The Java Virtual Machine Explained

Whether you are a professional Java software developer, a university student who learns Java as a subject or an IT geek, you might have heard about the JVM at some point or another. JVM is the specification that makes it possible for Java applications to follow the famous “Write Once, Run Anywhere” approach. This article discusses more about the JVM, the components that it is made of and what happens internally within the JVM.

What Is The Java Virtual Machine?

Java is an object oriented programming language developed with the concept of “Write Once, Run Anywhere” where the code once written, can be run on any platform. To facilitate this ability, an intermediary language called Bytecode is used.

Java Virtual Machine is a specification that provides a runtime environment where bytecode can be executed. Initially the java code is compiled by the Java compiler into bytecode to generate a class file. Then this class file is interpreted by the JVM for the underlying platform. The bytecode class file is platform independent, therefore can be executed on JVMs running on any platforms or operating systems.

Similar to other application based virtual machines, the JVM is responsible to create an dedicated space on the host machine to execute java programs irrespective of the platform or the operating system of the machine.

The JVM Architecture

The below diagram illustrates the components of the JVM. It consists of three main sub systems; the class loader, the runtime data area, and the execution engine.

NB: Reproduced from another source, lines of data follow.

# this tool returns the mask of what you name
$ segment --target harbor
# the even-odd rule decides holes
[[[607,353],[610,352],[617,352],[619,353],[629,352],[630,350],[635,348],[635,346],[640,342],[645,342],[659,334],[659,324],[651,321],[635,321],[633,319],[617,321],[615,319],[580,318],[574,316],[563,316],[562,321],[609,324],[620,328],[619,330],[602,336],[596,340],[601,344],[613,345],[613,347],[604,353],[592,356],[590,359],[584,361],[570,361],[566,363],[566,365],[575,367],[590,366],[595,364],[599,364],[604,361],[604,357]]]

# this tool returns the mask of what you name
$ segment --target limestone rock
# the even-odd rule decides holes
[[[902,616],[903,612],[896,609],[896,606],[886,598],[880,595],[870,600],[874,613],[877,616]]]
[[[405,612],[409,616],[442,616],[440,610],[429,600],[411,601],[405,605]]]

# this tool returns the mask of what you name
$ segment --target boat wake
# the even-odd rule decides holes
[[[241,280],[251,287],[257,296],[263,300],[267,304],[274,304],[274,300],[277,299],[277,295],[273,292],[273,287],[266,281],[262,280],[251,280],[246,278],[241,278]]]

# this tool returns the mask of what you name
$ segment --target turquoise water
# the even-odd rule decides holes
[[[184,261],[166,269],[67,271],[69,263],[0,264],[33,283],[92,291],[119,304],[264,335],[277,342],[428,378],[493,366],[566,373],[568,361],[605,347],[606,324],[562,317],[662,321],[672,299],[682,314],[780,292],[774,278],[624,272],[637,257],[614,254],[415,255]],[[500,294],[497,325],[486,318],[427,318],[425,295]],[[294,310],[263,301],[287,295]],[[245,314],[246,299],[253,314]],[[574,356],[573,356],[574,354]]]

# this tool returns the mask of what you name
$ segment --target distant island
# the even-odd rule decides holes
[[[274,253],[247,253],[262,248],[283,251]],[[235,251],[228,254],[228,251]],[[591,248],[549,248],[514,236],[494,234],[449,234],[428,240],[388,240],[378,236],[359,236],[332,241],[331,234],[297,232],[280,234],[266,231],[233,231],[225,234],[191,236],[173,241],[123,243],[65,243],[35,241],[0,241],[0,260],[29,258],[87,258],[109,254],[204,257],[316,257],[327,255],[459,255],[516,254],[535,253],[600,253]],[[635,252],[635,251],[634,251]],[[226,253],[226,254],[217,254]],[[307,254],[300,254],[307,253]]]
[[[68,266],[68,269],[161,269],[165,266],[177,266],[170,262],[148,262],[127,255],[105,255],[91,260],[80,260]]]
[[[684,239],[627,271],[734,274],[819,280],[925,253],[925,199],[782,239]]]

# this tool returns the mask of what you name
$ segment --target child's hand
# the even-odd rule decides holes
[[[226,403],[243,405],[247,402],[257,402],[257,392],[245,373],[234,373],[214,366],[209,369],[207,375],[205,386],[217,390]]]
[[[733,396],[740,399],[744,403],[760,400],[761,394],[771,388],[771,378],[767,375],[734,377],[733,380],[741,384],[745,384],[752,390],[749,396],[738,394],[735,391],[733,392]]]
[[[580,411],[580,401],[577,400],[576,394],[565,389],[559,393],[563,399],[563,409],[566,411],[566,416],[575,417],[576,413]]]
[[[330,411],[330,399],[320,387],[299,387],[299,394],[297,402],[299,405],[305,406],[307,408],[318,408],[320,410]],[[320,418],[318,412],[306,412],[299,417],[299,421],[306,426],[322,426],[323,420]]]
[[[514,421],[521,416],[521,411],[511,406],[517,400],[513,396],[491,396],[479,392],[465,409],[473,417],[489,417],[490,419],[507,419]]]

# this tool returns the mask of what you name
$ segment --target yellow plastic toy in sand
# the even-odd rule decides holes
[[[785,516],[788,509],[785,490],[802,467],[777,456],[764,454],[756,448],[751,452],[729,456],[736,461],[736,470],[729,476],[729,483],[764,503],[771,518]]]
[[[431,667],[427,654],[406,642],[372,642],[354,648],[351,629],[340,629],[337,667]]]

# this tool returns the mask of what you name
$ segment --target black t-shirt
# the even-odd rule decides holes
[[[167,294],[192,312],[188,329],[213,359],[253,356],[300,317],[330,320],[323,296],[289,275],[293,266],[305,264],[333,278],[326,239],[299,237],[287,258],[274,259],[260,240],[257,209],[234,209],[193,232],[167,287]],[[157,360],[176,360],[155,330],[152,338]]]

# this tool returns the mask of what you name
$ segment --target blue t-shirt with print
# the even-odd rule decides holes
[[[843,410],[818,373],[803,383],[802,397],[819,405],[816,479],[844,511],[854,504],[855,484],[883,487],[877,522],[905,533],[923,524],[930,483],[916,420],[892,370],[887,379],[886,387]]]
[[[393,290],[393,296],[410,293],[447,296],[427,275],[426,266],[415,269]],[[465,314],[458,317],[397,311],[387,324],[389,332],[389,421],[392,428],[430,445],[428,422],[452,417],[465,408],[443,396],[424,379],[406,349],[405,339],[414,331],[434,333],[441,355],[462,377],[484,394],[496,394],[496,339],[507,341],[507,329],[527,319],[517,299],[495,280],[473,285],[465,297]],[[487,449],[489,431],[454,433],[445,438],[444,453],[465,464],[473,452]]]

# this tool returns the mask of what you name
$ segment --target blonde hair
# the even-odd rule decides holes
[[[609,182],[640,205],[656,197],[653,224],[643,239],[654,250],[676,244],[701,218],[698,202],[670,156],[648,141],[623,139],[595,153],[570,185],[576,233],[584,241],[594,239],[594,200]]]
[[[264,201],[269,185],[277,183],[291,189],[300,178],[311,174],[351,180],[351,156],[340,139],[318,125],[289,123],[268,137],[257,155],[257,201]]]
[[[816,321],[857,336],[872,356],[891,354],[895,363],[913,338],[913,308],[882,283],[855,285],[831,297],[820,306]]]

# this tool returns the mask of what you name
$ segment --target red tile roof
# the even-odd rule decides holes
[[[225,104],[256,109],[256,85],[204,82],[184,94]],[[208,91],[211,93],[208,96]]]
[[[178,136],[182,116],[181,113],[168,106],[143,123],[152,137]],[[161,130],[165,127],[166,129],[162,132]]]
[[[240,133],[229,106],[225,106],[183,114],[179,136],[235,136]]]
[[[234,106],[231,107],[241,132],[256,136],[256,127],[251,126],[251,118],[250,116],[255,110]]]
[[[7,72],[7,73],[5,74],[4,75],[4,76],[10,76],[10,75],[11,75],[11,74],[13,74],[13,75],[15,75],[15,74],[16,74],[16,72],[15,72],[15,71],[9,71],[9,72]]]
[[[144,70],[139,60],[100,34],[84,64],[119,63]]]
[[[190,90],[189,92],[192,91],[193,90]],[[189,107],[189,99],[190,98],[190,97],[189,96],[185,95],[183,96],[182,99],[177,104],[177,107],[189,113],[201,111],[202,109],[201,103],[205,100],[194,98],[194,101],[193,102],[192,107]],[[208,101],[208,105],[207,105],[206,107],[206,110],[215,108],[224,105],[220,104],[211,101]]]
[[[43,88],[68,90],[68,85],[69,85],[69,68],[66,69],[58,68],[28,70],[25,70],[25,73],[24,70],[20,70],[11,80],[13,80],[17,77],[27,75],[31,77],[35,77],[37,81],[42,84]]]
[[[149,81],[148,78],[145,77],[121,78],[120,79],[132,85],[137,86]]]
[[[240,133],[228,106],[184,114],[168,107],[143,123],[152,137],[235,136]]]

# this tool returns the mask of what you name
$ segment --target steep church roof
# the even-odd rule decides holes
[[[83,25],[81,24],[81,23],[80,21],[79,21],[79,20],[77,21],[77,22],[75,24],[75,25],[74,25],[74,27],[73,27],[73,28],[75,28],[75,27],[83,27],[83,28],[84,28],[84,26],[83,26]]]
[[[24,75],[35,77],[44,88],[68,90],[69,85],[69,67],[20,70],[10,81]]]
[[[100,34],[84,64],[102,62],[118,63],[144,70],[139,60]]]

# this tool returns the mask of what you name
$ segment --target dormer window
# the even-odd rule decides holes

Apart from that the JVM also includes the native method interface and the native method library.

The Class Loader

The Class loader is a subsystem in JVM which is used to load class files. Loading process is carried out in three phases; loading, linking and initialization. When a java source file(.java file) is compiled, it gets converted to bytecode(.class file). When this class is used/referred, the class loader loads it into the main memory. Usually the class with the main method gets loaded first.

Loading

This process involves taking the bytecode of a class/interface with a particular name and re-generating the original class/interface back. This is done by utilizing three built-in class loaders;

  • Bootstrap Class Loader: This is the root class loader and it’s responsible to load standard java packages like java.util, java.lang etc., from the bootstrap class path which is the rt.jar file.
  • Extension Class Loader: Subclass of the Bootstrap class loader. It's responsible to load the extensions of Java standard libraries.
  • Application Class Loader: This is the last class loader and is the subclass of the Extension class loader. It’s responsible to load the files present in the classpath.

Linking

After the class loading process has finished where a class has been loaded into memory, JVM starts the linking process. It involves combining different dependencies and elements of the class/interface together. Linking process is carried by the following steps;

  • Verification: Under this phase, the JVM checks the structure and the formatting of the .class file against a set of predefined rules. It throws an exception if the verification fails.
  • Preparation: This phase involves allocating memory for the static fields of the class/interface and initializing those fields with default values.
  • Resolution: This phase involves replacing all symbolic references with direct references from the method area.

Initialization

This is the final process executed under the class loader. Initialization involves the execution of the initialization method of the class/interface. This includes making calls to the class’s constructor, assigning values to static variables and execution of the static block.

Runtime Data Area

The runtime data area is divided into five major components; the method area, heap area, stack area, pc register and native method stack. Below discusses the usage of each component.

Method Area

In this data area, all the class level data such as static variables, run time pool constant etc. will be stored. There is only one method area per JVM and if the storage of that is not sufficient to start a program, then the JVM will throw an exception.

Heap Area

This storage area stores all the objects of a class and their corresponding instance variables. Moreover memory areas for arrays are also allocated from the heap area. Similarly to method area, there is only one heap area per JVM.

Stack Area

Unlike the above two memory areas, a separate runtime stack area gets created per thread, therefore it’s thread safe. All local variables, method calls and partial results will be stored in the stack area. If a larger stack than what’s available is required to carry out the processes of the thread, then the JVM will throw an exception.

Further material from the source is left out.